Shop Efficiency Series: Eliminating Paperwork

If you’re still using paper in the front office and on the shop floor (routers, schematics, timeclock, etc.), then you probably have some room for efficiency improvements. In fact, there are many manufacturers whose business practices and information systems are still built around the idea of moving paper documents though the course of their production processes. Paperwork is both a fragile and relatively bulky medium, and inevitably the slow moving information it contains will either be archived in space-consuming files or lost through extensive and often careless shop floor handling.

To counter these negative tendencies, manufacturing technology has advanced paper reduction techniques through digital mediums and storage. With digital media, massive amounts of information can be stored in one very small, very central location for immediate and simultaneous withdrawal of real-time data.

To be sure, some manufacturing operations are still comfortable functioning with paper. The reengineering of business practices is never an easy thing to do, and often the maintaining of a successful status quo seems to be the easiest thing to do. However, as more and more companies see the value of waste reduction in lean approaches to manufacturing, supply chain management, shortened lead times, and global competition all mean that efficient and continuous improvement is necessary to remain viable in the market.

In order to overcome these new mandates in manufacturing, management must challenge themselves when it comes to seeing how their company reduces non-value added processes, while increasing more opportunities for adding value to production. The movement of paperwork from order generation to shipping is one place where enterprise resource planning software (ERP) can work to provide an easier transition from paper-based manufacturing to a more dynamic and streamlined manufacturing environment.
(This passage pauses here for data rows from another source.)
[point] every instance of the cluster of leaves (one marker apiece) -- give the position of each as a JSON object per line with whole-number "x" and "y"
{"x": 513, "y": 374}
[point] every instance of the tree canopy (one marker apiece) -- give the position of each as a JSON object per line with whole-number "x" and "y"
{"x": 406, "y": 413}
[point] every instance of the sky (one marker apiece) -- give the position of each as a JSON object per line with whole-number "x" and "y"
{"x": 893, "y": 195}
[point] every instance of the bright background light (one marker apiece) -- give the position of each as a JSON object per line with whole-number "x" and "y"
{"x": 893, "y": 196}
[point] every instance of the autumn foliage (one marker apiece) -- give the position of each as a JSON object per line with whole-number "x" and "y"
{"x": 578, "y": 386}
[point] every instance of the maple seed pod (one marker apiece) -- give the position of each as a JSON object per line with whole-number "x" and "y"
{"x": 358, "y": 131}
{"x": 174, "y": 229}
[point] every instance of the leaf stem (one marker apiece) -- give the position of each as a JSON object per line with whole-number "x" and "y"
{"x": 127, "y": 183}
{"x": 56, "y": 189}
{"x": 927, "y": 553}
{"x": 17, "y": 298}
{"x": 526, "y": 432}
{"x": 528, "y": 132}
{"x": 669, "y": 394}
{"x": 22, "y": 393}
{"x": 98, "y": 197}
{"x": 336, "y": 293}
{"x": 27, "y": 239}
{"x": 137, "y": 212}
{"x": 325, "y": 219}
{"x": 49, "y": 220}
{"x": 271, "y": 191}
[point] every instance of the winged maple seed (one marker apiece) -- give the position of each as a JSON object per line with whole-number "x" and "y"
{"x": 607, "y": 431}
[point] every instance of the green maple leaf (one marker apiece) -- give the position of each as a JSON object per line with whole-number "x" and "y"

Identifying the areas of paperwork waste is the first step in reducing it. The most common area of paperwork waste in the manufacturing environment is the over-processing of information—particularly in the front office. Excess paperwork and redundant approvals generate those non-value activities that consume much unnecessary attention, time, and money and do not really add to helping satisfy customer needs. Re-doing work, checking, fixing, clarifying, asking basic accounting questions are all activities that, at their core, offer little direct enhancement to custom relations. By contrast, taking and processing orders, materials procurement, and even hiring additional employees can all have positive effects on the relationships you’re looking to create with your customers.

Ultimately, the question comes down to how information flows from the front office to and through the shop floor. When the channel of communication is paper, the introduction of noise (miscommunication) into the system is found in many forms—smudged ink, torn/worn documents, and missing routers and other paperwork. In addition, changes in data relative to any given piece of paperwork are slow to take hold. Waste is introduced into a paper-based communication system when workers must take time to correct, amend, or otherwise view a document whose location in the system is not immediately known.

This is why ERP software systems are well known for their efficient lean approaches to information management. In ERP, data is electronically collected in digital formats by, and stored within, a central data point. Here, through computerized communication, information regarding work, work orders, and work projections, is continuously available to all pertinent employees.

Rather than paper-based documents, all information is stored and retrieved in computers in a variety of ways including the touch-screen graphical user interface (GUI) monitors and bar-codes with hand-scanning wands. In the absence of paper handling, production information flows quickly and easily along a digital highway; time wasted in the remediation of miscommunicated or lost paper data is no longer an issue.